In speaking to this couple, I challenge both to recall, possibly experience, consider and then lead with feelings, rather than focusing singularly upon “what do we do.” I challenge the husband to say what he felt when he first learned of his wife’s seeming distraction. “I was disappointed,” he says. Upon some expansion, I ask “What kept you from saying that?”

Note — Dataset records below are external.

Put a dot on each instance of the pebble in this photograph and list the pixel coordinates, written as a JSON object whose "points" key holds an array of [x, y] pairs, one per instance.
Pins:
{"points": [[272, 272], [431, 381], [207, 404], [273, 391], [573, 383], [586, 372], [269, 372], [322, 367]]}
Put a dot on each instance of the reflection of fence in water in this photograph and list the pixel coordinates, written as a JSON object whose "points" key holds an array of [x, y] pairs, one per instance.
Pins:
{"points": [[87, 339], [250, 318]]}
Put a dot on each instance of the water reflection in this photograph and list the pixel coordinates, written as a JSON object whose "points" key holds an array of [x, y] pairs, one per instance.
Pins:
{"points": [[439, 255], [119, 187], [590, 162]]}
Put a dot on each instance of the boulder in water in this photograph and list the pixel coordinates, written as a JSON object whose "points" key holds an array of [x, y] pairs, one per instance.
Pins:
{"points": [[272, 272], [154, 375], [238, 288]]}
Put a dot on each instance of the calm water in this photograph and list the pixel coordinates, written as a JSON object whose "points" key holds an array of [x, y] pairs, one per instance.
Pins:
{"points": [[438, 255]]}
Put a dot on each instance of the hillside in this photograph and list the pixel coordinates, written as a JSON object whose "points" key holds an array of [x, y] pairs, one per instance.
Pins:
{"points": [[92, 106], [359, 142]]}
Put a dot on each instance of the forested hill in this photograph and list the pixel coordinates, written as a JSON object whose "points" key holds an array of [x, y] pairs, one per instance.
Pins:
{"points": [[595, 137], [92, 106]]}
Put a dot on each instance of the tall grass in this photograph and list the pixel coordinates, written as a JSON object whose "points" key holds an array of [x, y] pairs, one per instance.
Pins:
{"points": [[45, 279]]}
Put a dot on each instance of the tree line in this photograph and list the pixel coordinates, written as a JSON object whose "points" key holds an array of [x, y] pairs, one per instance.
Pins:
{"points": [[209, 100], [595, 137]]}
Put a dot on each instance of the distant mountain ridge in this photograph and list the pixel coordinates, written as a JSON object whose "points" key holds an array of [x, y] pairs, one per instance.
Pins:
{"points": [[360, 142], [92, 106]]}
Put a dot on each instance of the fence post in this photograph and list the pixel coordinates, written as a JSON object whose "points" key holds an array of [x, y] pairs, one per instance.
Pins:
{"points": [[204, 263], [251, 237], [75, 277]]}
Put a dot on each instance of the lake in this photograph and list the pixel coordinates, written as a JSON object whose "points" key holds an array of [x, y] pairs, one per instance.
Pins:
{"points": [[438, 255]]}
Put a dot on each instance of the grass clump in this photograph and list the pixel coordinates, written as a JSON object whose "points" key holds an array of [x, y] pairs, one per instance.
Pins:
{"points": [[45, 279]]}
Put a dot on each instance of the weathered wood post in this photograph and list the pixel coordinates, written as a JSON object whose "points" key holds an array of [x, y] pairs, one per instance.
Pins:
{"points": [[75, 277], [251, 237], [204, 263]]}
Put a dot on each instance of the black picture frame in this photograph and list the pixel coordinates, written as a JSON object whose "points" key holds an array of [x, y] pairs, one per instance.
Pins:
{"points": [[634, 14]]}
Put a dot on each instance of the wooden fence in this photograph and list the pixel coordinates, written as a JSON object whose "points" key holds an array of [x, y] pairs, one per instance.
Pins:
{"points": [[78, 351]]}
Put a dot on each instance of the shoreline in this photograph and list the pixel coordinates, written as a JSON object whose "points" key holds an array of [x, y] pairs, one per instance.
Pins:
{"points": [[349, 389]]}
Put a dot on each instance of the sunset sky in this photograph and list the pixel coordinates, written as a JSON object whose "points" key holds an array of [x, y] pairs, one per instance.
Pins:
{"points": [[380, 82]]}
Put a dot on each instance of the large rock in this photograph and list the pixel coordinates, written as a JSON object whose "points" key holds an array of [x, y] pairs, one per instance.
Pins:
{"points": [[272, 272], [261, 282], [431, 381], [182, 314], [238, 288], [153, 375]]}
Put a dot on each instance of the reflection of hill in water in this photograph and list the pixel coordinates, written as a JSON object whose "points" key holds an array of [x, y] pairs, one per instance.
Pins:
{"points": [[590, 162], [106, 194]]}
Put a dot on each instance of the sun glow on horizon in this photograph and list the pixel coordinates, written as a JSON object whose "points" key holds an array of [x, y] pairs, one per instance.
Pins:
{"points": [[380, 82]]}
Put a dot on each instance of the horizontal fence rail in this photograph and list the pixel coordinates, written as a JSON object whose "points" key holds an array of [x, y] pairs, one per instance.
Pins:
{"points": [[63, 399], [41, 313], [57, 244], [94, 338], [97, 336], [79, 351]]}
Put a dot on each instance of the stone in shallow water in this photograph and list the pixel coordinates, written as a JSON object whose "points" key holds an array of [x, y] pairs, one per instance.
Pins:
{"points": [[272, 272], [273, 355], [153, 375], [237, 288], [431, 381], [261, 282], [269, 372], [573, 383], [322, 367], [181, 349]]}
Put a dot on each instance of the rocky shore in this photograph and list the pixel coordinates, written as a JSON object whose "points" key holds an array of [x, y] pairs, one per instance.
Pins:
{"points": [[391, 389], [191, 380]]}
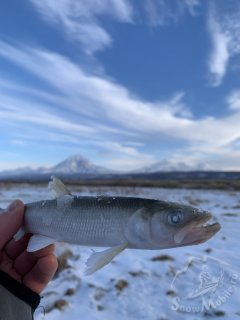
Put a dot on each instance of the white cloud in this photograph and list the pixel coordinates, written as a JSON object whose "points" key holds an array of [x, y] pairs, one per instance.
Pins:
{"points": [[233, 100], [163, 12], [80, 21], [92, 109], [224, 29]]}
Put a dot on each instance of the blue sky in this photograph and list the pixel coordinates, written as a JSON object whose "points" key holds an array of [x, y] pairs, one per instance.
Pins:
{"points": [[124, 83]]}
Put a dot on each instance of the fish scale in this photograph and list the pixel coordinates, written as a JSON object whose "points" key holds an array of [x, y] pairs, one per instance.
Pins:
{"points": [[116, 222]]}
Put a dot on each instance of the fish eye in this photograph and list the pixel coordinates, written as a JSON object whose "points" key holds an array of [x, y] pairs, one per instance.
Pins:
{"points": [[175, 217]]}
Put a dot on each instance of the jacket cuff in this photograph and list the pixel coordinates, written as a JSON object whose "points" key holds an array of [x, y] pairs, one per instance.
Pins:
{"points": [[20, 290]]}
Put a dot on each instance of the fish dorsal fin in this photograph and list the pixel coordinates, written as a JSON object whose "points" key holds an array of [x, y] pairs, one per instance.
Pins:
{"points": [[38, 242], [58, 188], [99, 259]]}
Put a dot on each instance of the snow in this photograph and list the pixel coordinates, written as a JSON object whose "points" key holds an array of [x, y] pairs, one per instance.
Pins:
{"points": [[137, 284]]}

“I did,” he remonstrates fully believing he’d done all he could to connect with his wife on the night in question. “No you didn’t,” I argue—respectfully: “You made a sarcastic complaint to her, and later ‘pouted’ when she returned, saying little if anything about your true feelings.” He shrugs, transforms his voice into an affected whine, and says, “What am I supposed to say, ‘gee, I’m really disappointed that we’re not having sex’. I can’t say that.”

            “Why not?” I counter. This is where the therapy really begins.

            “Because that’s not the way I am; not how I was raised, to talk about my feelings.” Note the distancing of opinion, plus the excuse, the implied helplessness: I can’t. For the moment, I ignore the historical dimension (and the affected expressions) and stay in the present.

            “Why can’t you say that you’re disappointed, if that’s your true feeling?” After one or two more fumbling replies (this man is at a loss), he says, “I don’t know.”

            “What do you mean? You don’t know why you can’t express your true feelings, your full experience?” The man shrugs. I choose to help…this time.

            “You were disappointed that a planned evening of intimacy was disrupted. That’s understandable. There was an opportunity to say you were disappointed; to point out that your wife had agreed to devote the evening to a date and not work, and that you were anxious that work seemed more important to her than working on the relationship.”

            The man nods, understanding, but looks defeated. “I can’t say all of that. Or, I couldn’t remember all of that. I’m not that articulate. Could you say it again so I can write it down?”

            “It’s not about being articulate, or memorizing lines,” I reply quickly. “It is, however, about being in the habit of recognizing your true feelings, staying with them long enough so that thoughts and eventually words, may follow. (BTW: I level a similar confrontation at the wife) You experience a feeling—disappointment, and beneath that, the pain of rejection—and because that feeling seems so difficult to experience, you move to get rid of it as soon as possible. Thus, you use humor, aggressive humor, to distance yourself from both your wife and, more importantly, your own experience.”

 

** this example is a fiction in one sense, but in another, a coalescing of exchanges noted over time.